China Forces Communist ‘Social Development’ Textbooks on Hong Kong

Students wearing face masks walk to school on the first day of the reopening amid the coro
Zhang Wei/China News Service via Getty Images

China’s effort to impose Communist ideology on the formerly free island of Hong Kong accelerated this week with the introduction of new textbooks that will teach “citizenship” — and edited Communist history — to students. 

The tyrants of Beijing are well aware that students were the driving force behind the huge 2019 pro-democracy movement, and the 2014 “Umbrella Revolution” before that. A few flickers of revolutionary democratic spirit can still be found on Hong Kong campuses.

To suppress future student movements, the tightly controlled government of Hong Kong created a “citizenship” curriculum and ordered six sets of textbooks to promote it — books that have been thoroughly cleansed of content that “incited hatred among citizens and vilified the government” back when the courses were called “Liberal Studies,” as China’s state-run Global Times wrote Tuesday.

The new “citizenship” course was designed to ensure instructors can no longer “convey poisonous political views detrimental to national security in teaching.” Trainers have reportedly been dispatched to schools to make sure teachers hear this message loud and clear. 

As codified in the authoritarian “national security law” Beijing imposed in violation of Hong Kong’s guaranteed autonomy in 2020, all opposition to the Communist Party is considered “detrimental to national security.”

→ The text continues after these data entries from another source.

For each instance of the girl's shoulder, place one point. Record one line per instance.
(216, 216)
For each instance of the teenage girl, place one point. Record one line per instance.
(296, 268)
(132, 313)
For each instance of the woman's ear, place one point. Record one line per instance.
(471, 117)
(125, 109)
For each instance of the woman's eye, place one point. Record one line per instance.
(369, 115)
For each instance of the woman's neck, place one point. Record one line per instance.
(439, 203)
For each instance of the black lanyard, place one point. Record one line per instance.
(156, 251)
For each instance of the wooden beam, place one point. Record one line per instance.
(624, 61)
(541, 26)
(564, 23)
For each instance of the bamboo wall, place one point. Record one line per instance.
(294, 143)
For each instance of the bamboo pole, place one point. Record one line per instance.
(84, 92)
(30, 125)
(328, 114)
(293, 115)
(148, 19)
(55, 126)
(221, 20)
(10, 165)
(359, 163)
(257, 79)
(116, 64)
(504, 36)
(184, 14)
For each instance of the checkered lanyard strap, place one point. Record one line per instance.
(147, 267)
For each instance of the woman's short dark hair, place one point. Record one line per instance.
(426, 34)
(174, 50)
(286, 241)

“After the end of the social unrest in 2019, Hong Kong has gradually moved into a stable and positive atmosphere. There have been repeated calls from the education sector for reforms that focus on patriotic education,” the Global Times euphemized.

Or, the head of Hong Kong’s EDB education bureau put it, “It is necessary for schools to teach students to think positively and to love their nation.”

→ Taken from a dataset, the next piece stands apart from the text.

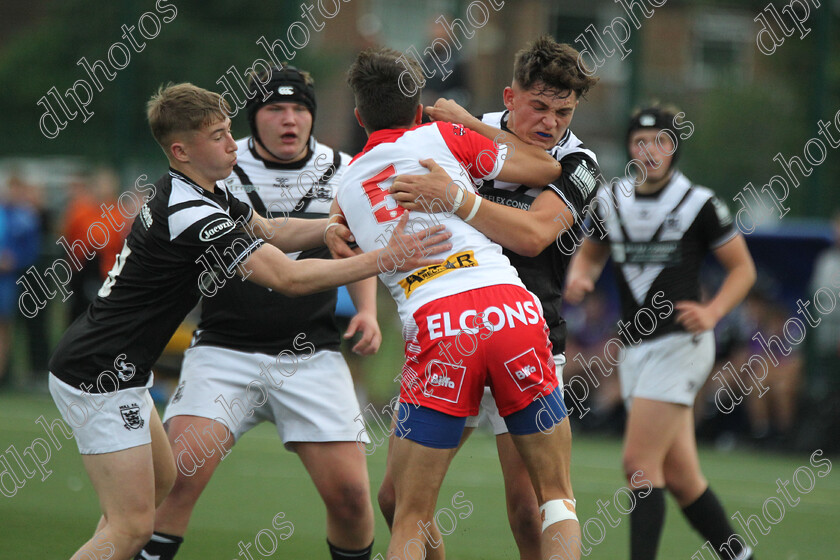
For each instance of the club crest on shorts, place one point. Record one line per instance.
(131, 416)
(525, 369)
(179, 392)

The indoctrination plan includes marching island students off to the Chinese mainland to reinforce the impression that Hong Kong is nothing special:

According to the syllabus, the Citizenship curriculum is divided into three sections – Hong Kong under “one country, two systems,” China since reform and opening-up, and the interconnected contemporary world. Students are also required to participate in a study tour to the Chinese mainland.

The subject was established to allow students to build a broad knowledge base through the study of topics about Hong Kong, the country and the contemporary world, and to develop a national identity as well as have a global perspective, according to the EDB.

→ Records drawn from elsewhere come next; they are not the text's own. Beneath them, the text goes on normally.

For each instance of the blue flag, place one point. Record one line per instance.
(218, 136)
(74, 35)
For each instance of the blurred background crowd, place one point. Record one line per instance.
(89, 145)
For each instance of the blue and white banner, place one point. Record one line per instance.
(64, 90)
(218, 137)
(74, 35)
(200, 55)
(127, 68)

For example, the syllabus lists some key learning points, including the origin of the Hong Kong issue, the history of the city’s return to the motherland, the legal basis of “one country, two systems” and the Basic Law, and the significance of safeguarding national security.

As always, erasing inconvenient chunks of history is a big part of Communist “education.” The South China Morning Post (SCMP) noted Hong Kong’s new textbooks “only briefly discuss the Tiananmen Square crackdown in 1989, with no mention of a commemorative vigil held in the city.”

“Educators said some of the textbooks had compressed details of the event into a page or paragraph, as the revised syllabus was broader, while others were of the view that publishers should avoid taking a stance on the crackdown given much of the related information remained undisclosed,” the SCMP reported. 

In other words, since the Chinese Communist Party refuses to admit how many freedom-seeking people it murdered at Tiananmen Square in 1989, Hong Kong children will be taught to regard the entire incident as an inscrutable mystery, a little question mark in their history books, a shrug. Hong Kong held the largest memorials for Tiananmen victims in the Chinese-speaking world until the Wuhan coronavirus pandemic was deployed as an excuse to crush them in 2020.